Cheers of the month
Focusing on the deserving
THANKS TO the Philippine Daily Inquirer, the spotlight was finally put on a different breed of public school teachers—the mobile ones.
“The Department of Education’s ‘mobile teachers,’ or MTs, are not your typical public school teachers,” the Inquirer reported on June 27. “They travel long distances, at times trekking for hours just to reach their target students—out-of-school youth and adults, a majority of whom can neither read nor write.”
In the absence of classrooms, many of these 804 MTs—some of them have been mistaken for military agents if not rebel supporters—“hold special literacy classes under the shade of trees, among other outdoor sites,” said the report.

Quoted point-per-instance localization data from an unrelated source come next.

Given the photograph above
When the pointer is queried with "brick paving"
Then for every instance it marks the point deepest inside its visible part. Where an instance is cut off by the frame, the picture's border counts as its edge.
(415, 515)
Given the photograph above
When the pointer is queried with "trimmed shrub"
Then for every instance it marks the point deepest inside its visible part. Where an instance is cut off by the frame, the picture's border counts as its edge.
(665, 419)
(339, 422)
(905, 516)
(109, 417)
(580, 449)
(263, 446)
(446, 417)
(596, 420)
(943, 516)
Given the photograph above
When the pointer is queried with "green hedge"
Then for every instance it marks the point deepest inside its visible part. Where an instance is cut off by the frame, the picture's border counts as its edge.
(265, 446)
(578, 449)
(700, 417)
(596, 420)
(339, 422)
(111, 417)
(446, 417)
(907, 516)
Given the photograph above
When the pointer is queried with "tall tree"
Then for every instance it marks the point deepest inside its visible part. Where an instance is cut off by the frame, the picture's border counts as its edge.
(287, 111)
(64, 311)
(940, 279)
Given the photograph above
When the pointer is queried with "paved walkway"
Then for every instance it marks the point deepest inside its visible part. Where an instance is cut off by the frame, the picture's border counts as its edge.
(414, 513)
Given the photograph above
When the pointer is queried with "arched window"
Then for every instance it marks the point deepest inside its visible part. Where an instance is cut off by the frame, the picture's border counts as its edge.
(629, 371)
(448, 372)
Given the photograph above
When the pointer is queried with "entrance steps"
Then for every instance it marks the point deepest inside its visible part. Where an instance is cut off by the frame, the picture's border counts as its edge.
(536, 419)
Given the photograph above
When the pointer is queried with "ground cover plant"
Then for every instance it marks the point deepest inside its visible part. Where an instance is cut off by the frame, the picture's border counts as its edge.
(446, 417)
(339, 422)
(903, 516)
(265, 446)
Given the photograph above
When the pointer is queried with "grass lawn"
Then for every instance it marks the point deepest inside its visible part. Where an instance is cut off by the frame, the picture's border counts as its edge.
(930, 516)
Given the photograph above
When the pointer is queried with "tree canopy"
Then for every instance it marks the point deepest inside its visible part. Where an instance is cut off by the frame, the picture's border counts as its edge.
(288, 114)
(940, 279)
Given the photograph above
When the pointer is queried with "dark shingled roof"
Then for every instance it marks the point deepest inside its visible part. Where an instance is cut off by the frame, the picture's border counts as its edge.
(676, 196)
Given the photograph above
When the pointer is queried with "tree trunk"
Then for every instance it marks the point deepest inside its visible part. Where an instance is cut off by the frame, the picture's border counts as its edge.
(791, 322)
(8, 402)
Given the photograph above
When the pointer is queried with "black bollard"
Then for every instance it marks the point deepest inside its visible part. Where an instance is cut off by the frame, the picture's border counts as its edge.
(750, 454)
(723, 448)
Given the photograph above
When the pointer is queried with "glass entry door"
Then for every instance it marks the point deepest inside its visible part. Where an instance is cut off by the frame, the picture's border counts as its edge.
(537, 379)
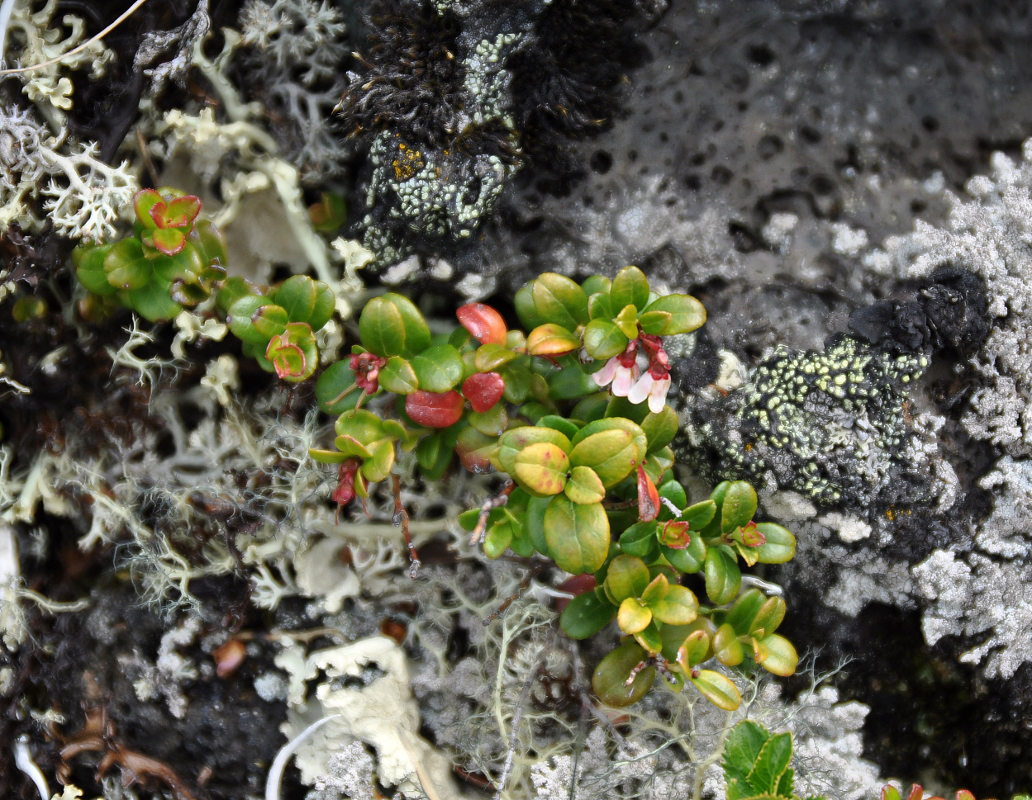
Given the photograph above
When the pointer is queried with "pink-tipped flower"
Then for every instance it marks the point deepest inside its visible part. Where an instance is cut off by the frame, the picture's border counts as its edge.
(366, 369)
(620, 372)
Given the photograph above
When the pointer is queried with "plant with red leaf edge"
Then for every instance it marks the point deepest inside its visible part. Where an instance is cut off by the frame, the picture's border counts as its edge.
(175, 259)
(574, 411)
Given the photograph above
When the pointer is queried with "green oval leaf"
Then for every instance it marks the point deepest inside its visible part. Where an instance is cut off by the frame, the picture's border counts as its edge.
(780, 544)
(398, 376)
(727, 647)
(438, 369)
(551, 340)
(558, 299)
(781, 657)
(515, 439)
(677, 605)
(577, 536)
(610, 679)
(632, 616)
(584, 486)
(630, 286)
(541, 469)
(604, 340)
(332, 388)
(718, 690)
(722, 576)
(586, 614)
(686, 314)
(739, 506)
(626, 577)
(611, 454)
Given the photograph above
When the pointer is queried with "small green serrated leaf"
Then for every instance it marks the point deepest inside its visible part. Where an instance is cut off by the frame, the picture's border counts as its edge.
(771, 763)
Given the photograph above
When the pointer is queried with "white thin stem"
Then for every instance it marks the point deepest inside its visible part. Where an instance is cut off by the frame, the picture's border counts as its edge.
(283, 757)
(23, 760)
(58, 59)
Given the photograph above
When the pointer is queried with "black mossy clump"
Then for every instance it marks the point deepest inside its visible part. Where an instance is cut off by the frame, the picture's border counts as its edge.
(411, 77)
(948, 313)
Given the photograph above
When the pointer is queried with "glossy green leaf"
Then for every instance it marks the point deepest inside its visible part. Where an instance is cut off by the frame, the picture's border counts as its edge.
(515, 439)
(626, 320)
(584, 486)
(687, 560)
(559, 300)
(398, 376)
(718, 690)
(640, 540)
(392, 325)
(660, 428)
(497, 539)
(438, 369)
(491, 357)
(541, 469)
(722, 576)
(744, 610)
(604, 340)
(686, 314)
(153, 302)
(378, 467)
(586, 614)
(577, 536)
(694, 649)
(595, 283)
(611, 453)
(780, 544)
(633, 616)
(611, 679)
(739, 506)
(89, 260)
(727, 647)
(675, 605)
(332, 385)
(626, 577)
(700, 514)
(781, 657)
(630, 286)
(551, 340)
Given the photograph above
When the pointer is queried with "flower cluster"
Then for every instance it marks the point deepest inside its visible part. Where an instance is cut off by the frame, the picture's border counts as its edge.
(640, 373)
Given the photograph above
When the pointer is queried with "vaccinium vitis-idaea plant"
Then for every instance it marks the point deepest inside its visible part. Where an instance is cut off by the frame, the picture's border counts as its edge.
(574, 411)
(174, 259)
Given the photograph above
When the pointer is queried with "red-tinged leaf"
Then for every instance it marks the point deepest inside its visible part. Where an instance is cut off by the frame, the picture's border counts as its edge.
(483, 390)
(434, 409)
(483, 322)
(180, 212)
(168, 241)
(648, 497)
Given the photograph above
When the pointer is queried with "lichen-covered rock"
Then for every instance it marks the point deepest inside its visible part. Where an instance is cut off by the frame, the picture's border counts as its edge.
(829, 424)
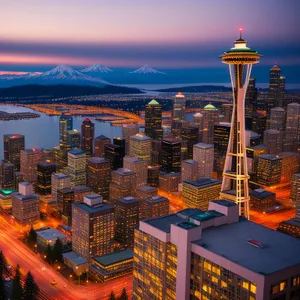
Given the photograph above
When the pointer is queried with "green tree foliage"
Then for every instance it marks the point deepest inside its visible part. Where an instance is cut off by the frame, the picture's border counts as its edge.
(30, 290)
(17, 289)
(57, 251)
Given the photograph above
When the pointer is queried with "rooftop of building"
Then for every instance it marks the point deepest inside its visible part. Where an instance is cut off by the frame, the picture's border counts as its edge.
(203, 182)
(115, 257)
(261, 193)
(101, 207)
(76, 152)
(140, 137)
(101, 137)
(75, 258)
(236, 242)
(204, 146)
(50, 234)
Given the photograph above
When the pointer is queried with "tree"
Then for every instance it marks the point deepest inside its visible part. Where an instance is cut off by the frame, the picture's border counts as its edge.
(2, 290)
(49, 254)
(57, 251)
(32, 238)
(17, 289)
(3, 265)
(112, 296)
(30, 290)
(124, 295)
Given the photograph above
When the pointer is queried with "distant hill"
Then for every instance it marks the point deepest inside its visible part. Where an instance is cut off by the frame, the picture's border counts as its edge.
(197, 89)
(33, 90)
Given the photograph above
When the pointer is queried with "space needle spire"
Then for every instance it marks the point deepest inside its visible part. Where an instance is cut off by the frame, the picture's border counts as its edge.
(235, 187)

Some of the MTs interviewed said they doubled as social, health and rural development workers, community organizers, public information officers, and family counselors to help those not reached by the formal school system.
The Inquirer gave a brief history of the growth of MTs in the Philippines which is part of the education department’s “Alternative Learning System” policy, or ALS, a “parallel learning system that provides a viable alternative to the existing formal education instruction, encompassing both the non-formal and informal sources of knowledge and skills.”
According to education secretary Jesli Lapus, without ALS the department would never achieve its “education-for-all targets,” given the limitations of the public school system and the agency’s limited resources.
But there were groups such as the Alliance of Concerned Teachers (ACT) and some old-timers in the department who were not impressed with the system, according to the Inquirer. It quoted ACT chair Antonio Tinio who did not agree with the government’s response to the high number of out-of-school youths and adults in the country (“Teachers risk lives in classrooms without borders,” p. A1).